Some of his sharpest words are reserved for Operation Restore Democracy, a sordid political expedient dressed up in the Wilsonian sloganry of liberation and universal human rights, whose actual objectives were to stem mass Haitian immigration into the United States and to improve the chances of Democratic candidates in the midterm congressional elections.

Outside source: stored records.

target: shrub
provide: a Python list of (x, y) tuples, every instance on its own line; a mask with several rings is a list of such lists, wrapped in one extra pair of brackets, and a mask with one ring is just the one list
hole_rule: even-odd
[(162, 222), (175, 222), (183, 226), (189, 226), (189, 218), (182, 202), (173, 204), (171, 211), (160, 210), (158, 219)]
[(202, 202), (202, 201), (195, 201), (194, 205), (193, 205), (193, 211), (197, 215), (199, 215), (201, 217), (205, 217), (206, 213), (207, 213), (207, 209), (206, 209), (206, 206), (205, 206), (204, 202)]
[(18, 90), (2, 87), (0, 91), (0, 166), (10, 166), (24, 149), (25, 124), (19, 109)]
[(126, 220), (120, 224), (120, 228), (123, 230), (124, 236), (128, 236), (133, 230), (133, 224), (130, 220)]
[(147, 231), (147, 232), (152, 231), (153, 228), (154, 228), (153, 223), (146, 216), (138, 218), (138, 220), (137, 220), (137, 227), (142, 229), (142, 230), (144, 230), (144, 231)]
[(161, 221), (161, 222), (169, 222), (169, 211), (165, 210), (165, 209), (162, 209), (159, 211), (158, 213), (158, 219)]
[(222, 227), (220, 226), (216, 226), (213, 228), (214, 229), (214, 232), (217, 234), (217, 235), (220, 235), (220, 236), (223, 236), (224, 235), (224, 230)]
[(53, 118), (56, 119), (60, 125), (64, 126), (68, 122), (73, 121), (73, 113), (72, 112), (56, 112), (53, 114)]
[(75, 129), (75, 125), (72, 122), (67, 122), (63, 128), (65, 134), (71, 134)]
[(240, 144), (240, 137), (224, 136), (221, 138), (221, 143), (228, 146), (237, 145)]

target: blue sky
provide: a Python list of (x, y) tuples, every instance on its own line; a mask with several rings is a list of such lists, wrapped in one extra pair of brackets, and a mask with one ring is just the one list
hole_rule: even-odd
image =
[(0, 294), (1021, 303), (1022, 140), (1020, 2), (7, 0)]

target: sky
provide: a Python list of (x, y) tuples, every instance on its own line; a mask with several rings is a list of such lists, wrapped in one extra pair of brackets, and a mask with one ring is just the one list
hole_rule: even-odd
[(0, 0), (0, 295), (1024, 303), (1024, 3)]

Since the lectures published in this book were given, a further example of liberal self-deception on a grand scale suggests itself -- that of American policy in the former Yugoslavia. Like the examples Mr. O'Brien himself gives, this policy seems based on the improbable supposition that a quick fix of Realpolitik and high-flown moralizing, administered in doses of roughly equal strength, can absolve the world of the necessity of thinking or doing anything further about conflicts whose resolution -- if they can be resolved -- will undoubtedly demand the labor and fortitude of generations. Such policies distract us from the hard work of tough-minded diplomacy and unending political bargaining that makes conflicts that are intractable nevertheless manageable. It is a characteristic irony of liberal cultures that, in denying the manifest truth that many human problems are insoluble, they thereby render those that are at least partly soluble less so.

Mr. O'Brien is surely right when he identifies the cultural sources of liberal self-deception in the secular utopias that emerged from the French Revolution. It is less clear that the Enlightenment cultures of the West can shed these disabling utopias without undergoing a traumatic loss of self-confidence. The Enlightenment, for example, is so essential an element in America's self-image as the model for a universal civilization that it is scarcely imaginable that the hopes -- or illusions -- that the Enlightenment has inculcated should be displaced from centrality in the public culture.

To be sure, Mr. O'Brien is not suggesting that the Enlightenment can or should be relinquished. He proposes rather that its hopes be chastened, tempered by an awareness of the fragility of reason and the ubiquity of evil. This is surely a noble ideal. Yet it seems to me that O'Brien exemplifies a characteristic Enlightenment optimism in calling for Enlightenment without illusions.